Need of support from the family was reported to be higher than support from the community. This is contrary to findings from high income countries, in which the need of support from the community has been showed to be more important than from the family [10]. This could be explained by the differences in supply of services between low, middle income and rich countries. Emotional support was more needed than practical support, from the family as well as the community. This suggests that the problems perceived by persons who have attempted suicide are less medical or psychiatric, but more of psychosocial nature [23].
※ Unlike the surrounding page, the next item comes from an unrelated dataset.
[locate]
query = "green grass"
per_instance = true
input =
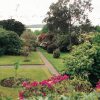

Ambivalence to treatment and early dropout were well-known problems among suicide attempters [6, 24]. However, the proportion who accepted referral to professional care in this study was even lower than in other studies [25]. Unfortunately, we did not ask specifically about reasons for this. One reason could be that people who attempted suicide in Vietnam did not consider their problems as mental health or medical and doubt the appropriateness of contact with mental health services [26]. Another hypothesis is that the stigmatization concerning suicide attempt in low and middle income countries such as Vietnam is larger compared to western countries. Integrating mental health care into primary health care could be one way to improve the care of people who have attempted suicide or who have other mental health problems [27]. Also, physicians and staff of community health centers as well as district hospitals should be more aware of mental health problems in the community. Policy and training should aim to reduce stigma associated with mental illness as well as general psychological distress.

Limitations

The present study provides new findings on the incidence, methods used and use of health care services of suicide attempters after the index attempt in rural Vietnam. Some limitations in our study need to be acknowledged: First, Vietnam consists of rural and urban areas with important sociocultural differences, and thus differences in patterns of suicidal behaviour [7]. Consequently, our findings may at best be generalized to the rural population. Second, socio-demographic characteristics, supports and use of health care services were assessed by retrospective self-report without independent validation. Although systematic reviews have shown that adults can recall past experiences with sufficient accuracy [28], recall bias arising for various reasons can not be excluded. Third, suicide attempt is still stigmatized in Vietnam. Thus, there might be cases that were not in contact with health services and not reported. This is however not unique to Vietnam but a problem common to all studies on suicide attempts. Finally, we used the WHO Multicentre Study instrument that has been translated and previously used in Vietnam [16], but not rigorously validated.

Conclusion

The incidence of suicide attempt was lower in this population compared to other settings. The majority of attempters use pesticides, which is an important target for preventive strategies. Strategies of suicide prevention should comprise limiting the access to pesticides by, for example, raising public awareness of the need to keep these potential poisons safely locked in and available only to authorized persons. The increasing use of psychotropic drugs indicates a need for stronger regulation of the accessibility to these drugs. Policy makers should be aware of the risk of "swapping" to other methods, which is why limiting access to means of suicide only can be a part of any suicide prevention program.

The proportion of individuals who had contact with mental health services following the attempt was very limited in this setting, common to many low and middle income countries. Better access to mental health care should be prioritized for this group, possibly by integration of mental health care into primary health care. A national policy highlighting training and awareness of mental health problems in the community should be advocated.